Gli indagati sono accusati di associazione a delinquere di stampo mafioso estorsione e traffico di droga. L’inchiesta è stata coordinata dalla Procura distrettuale di Catanzaro.

Secondo il procuratore aggiunto Giovanni Bombardieri, si tratta di «un’operazione che fotografa l’attualità della criminalità cosentina, dopo la lupara bianca di Luca Bruni e la morte di Michele Bruni che aveva lasciato spazi liberi che la cosca degli ‘zingarì ha coperto. Una cosca che stava facendo il salto di qualità, rendendosi potente e mettendosi a livello paritario che quelle storiche di Cosenza».

Il reggente della cosca degli”zingari”, Maurizio Rango, è tra i destinatari dell’operazione condotta da squadra mobile e carabinieri di Cosenza.

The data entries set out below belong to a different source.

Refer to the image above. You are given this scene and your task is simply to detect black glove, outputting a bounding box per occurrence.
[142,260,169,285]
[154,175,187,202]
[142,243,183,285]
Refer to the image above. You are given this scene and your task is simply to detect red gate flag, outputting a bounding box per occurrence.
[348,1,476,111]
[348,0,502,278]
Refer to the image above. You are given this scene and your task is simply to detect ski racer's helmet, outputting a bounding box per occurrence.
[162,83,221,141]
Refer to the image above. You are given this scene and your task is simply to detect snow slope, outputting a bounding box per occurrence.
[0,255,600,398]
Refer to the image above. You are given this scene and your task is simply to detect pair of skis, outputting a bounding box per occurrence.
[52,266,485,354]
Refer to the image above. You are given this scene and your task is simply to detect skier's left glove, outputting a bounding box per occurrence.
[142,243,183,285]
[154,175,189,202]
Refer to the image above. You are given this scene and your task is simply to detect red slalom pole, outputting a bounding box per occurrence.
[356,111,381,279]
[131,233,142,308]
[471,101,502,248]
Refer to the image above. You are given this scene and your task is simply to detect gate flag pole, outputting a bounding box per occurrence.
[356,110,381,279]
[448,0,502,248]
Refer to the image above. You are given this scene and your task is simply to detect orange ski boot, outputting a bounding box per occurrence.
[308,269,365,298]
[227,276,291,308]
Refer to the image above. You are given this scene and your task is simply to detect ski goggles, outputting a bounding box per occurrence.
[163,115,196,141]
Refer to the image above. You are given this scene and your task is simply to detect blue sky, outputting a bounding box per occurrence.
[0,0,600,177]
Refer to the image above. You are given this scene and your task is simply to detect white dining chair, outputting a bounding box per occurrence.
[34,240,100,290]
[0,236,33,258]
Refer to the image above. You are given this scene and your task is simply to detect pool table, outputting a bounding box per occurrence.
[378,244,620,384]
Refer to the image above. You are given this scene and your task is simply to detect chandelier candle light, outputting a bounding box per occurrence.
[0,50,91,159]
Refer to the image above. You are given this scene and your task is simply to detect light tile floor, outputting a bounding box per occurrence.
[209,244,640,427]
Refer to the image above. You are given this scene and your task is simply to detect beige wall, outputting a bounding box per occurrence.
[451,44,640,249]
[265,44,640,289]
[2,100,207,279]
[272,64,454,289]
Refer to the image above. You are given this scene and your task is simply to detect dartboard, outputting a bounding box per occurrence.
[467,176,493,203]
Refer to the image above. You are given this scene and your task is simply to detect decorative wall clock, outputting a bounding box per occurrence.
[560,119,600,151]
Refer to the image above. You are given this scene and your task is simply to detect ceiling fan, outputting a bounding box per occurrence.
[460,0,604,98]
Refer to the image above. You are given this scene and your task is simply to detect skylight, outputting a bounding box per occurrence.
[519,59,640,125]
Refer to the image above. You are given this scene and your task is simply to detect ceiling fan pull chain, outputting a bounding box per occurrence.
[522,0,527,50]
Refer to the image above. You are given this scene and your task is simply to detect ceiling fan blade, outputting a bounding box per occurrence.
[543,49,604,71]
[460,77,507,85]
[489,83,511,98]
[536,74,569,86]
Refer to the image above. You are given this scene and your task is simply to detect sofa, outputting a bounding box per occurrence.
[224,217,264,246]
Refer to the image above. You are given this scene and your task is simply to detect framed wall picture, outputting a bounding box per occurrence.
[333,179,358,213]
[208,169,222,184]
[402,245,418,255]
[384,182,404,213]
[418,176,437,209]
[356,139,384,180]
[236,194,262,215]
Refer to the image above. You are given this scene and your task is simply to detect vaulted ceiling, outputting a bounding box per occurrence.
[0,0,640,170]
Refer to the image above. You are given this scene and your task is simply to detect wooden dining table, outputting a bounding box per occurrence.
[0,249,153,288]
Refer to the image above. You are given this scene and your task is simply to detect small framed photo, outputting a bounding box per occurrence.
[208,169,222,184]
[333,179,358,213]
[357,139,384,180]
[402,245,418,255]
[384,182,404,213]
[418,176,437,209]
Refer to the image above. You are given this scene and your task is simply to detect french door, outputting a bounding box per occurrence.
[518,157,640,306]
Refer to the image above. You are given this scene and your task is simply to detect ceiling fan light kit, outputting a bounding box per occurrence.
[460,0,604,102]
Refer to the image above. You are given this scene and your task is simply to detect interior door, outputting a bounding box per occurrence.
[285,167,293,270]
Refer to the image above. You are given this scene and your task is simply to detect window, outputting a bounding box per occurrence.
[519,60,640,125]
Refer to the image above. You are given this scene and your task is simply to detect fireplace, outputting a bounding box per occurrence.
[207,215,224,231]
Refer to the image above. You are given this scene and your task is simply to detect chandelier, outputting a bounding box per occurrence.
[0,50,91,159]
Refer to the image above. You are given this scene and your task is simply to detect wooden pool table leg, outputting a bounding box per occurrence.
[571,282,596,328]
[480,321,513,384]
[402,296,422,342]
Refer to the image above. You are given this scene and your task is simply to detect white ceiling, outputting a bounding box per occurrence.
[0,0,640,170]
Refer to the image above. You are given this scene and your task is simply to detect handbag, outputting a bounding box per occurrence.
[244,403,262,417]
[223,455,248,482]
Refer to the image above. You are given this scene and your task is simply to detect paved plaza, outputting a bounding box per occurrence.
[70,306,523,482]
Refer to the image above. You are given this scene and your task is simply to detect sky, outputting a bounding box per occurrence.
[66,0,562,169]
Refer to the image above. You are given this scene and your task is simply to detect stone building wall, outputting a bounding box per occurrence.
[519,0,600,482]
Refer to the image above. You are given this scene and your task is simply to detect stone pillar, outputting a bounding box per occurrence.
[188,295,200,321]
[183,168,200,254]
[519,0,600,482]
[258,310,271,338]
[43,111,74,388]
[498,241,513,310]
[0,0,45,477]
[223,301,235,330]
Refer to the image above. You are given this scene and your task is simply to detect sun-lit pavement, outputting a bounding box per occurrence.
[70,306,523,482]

L’uomo è già stato sottoposto a fermo due giorni fa dagli stessi carabinieri per concorso in omicidio, porto e detenzione di armi e occultamento di cadavere nei confronti di Luca Bruni, scomparso il 3 gennaio del 2012 e non più ritrovato.

Un delitto che, secondo gli investigatori, aveva sancito a Cosenza il «patto federativo» con la cosca cosiddetta «degli italiani», il cui «reggente», Mario Gatto, è stato arrestato la scorsa settimana. Le indagini per la parte condotta dai carabinieri del Reparto operativo di Cosenza e della Compagnia di Paola, hanno accertato
l’esistenza di un’associazione a delinquere di stampo mafioso, attiva a Cosenza, nei comuni vicini e nel basso Tirreno cosentino, denominata «Rango-Zingari», che, pur avendo stretto un patto federativo con altri due sodalizi criminali operanti nella stessa area, ha imposto la propria egemonia, soprattutto per le estorsioni, utilizzando le armi per acquisire in modo diretto o indiretto la gestione o comunque il controllo di attività economiche e di appalti pubblici, nonché l’occupazione abusiva di alloggi popolari per rivenderli.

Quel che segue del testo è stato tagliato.